Sirsaganj is located at . It has an average elevation of 162 metres (531 feet).

Sirsaganj is situated at the bank of the river Sirsa. However, the river has gone dry and there are only ruins of the river left in the town.

==People and culture==

In the town of Sirsaganj, there live 4,404 families constituting a population of 28,212 persons. There live 14,926 males and 13,286 females in Sirsaganj. The sex ratio of Sirsaganj is 887.98 females per 1000 males.

Hinduism is the main religion here. Muslims, Jains, and Sikhs are in minorities. In Hindus, Chandravanshi Rajputs are in majority. This area is mainly inhabited by Yadav and also has a significant population of Sengar and Jadon Rajputs (Chandravanshi) .Jadon Rajputs of sirsaganj are descended from Karauli state via Avagarh state . Spiritual culture of this city is defined as a nearby radius of 5–10 km like Hanumaan Bari, Samor Baba, Jaimai Mata Mandir, Jaduwara, Radha Krishna Mandir, Shri Shakleshwar Mahadev, Shri Vankhandeshwar and Baba Dudhadhari Mandir.

Generally, people of Sirsaganj mainly speak Braj Bhasha which is a dialect of Hindi. People also speak standard Hindi. Many people in the town also have fluency in English. There are also a few speakers of Urdu and Punjabi.

Farming and shopkeeping is the main occupation of the people of Sirsaganj. In Sirsaganj there also live a large number of businesspeople, servicemen, lawyers, and teachers.most of the people are related to agriculture, and potato is the main crop here.

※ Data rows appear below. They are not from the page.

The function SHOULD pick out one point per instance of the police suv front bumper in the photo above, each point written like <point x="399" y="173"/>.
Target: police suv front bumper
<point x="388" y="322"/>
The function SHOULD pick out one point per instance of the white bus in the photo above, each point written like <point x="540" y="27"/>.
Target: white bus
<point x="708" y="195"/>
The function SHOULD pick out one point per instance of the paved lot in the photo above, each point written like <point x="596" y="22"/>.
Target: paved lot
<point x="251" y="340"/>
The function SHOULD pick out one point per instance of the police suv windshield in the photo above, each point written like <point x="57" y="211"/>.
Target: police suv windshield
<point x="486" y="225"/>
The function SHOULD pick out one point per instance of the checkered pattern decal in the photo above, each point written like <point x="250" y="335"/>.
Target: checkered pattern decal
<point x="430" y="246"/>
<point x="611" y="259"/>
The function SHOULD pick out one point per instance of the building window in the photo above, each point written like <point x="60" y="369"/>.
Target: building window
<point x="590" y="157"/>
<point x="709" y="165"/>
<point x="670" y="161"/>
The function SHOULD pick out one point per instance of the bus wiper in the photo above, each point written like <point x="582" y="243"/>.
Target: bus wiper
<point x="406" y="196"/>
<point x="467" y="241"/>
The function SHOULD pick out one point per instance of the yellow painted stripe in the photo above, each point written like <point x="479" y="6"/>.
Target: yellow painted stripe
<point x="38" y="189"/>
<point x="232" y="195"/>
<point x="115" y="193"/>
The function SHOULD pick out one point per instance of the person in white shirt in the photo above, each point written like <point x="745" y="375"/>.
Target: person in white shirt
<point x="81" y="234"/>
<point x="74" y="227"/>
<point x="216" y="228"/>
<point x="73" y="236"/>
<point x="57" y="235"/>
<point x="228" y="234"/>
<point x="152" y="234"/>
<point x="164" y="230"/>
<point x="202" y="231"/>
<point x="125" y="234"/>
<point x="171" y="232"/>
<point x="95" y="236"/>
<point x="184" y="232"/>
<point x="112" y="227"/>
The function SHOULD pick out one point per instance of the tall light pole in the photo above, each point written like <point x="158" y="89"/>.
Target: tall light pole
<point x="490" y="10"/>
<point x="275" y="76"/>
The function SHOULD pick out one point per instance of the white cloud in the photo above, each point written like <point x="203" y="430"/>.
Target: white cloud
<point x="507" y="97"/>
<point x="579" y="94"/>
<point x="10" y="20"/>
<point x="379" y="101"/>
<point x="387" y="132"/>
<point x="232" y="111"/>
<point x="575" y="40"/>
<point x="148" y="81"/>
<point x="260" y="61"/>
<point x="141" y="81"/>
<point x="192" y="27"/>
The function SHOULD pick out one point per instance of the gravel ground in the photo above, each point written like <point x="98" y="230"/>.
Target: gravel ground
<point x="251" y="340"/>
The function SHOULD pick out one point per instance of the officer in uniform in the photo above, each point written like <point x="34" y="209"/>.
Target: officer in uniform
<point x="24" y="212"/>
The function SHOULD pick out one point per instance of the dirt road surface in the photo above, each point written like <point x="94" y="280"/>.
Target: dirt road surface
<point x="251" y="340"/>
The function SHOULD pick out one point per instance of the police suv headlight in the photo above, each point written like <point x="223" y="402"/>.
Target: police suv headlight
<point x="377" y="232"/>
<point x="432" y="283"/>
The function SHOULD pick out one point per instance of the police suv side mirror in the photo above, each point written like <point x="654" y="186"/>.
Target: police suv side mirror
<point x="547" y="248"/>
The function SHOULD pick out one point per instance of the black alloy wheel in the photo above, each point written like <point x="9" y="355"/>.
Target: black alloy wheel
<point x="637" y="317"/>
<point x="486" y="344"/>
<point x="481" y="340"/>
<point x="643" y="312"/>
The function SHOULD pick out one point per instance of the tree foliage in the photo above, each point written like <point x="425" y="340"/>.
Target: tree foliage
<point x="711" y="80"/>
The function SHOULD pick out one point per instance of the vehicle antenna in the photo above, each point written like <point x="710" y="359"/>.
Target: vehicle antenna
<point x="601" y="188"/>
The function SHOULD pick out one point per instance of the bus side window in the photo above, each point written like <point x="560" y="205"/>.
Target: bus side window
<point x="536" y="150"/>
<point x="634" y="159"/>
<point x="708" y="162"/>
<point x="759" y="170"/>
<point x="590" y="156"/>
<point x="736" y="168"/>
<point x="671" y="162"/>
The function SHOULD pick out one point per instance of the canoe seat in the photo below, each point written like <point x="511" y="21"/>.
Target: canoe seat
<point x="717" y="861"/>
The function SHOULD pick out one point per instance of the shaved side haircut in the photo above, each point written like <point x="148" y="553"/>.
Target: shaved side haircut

People of the town are generally treated as prospers. But there also live a large number of people under the poverty line. However, this town is considered a peaceful residence. It has a rich culture where people are conservative. A large number of people wear traditional clothes.

==Potatoes and cold storages==

Potatoes are the chief crop grown in the town of Sirsaganj. Potatoes production is highly notable in the town. The maximum supply of potatoes from here is to Mumbai. Sirsaganj also has a reputed Potato Mandi of Uttar Pradesh. Wheat and chili are other major crops grown in Sirsaganj.

Sirsaganj is also famous for cold storages. There are more than 100 cold storages in the Sirsaganj and nearby. Thus Sirsaganj has a storage capacity of tonnes of biodegradable materials. Sirsaganj feeds many cities around it as chief storage market. Storage capacity is the major means of the economy of Sirsaganj.S.K.D Coldstorage are famous cold of sirsaganj

==Education==

There are 4 intermediate schools of U.P. board, 5 C.B.S.E. 10+2 school, 3-degree colleges, and many other schools of play way, primary and secondary level in the town of Sirsaganj. There is a large number of teachers giving private tuition. But still, the quality of education is very high as compared to the competition level. Teachers for the U.P. board are enough but quality C.B.S.E. teachers are rare.

Every year a large number of students go outside for higher studies and coachings. However, the success rate even after coaching remains very low.

However, some of the students of the town with their hard work made them clear to top institutes like IIT's, NIT's, IIIT's, NIFT, SPA's, and other Institutes of National Importance.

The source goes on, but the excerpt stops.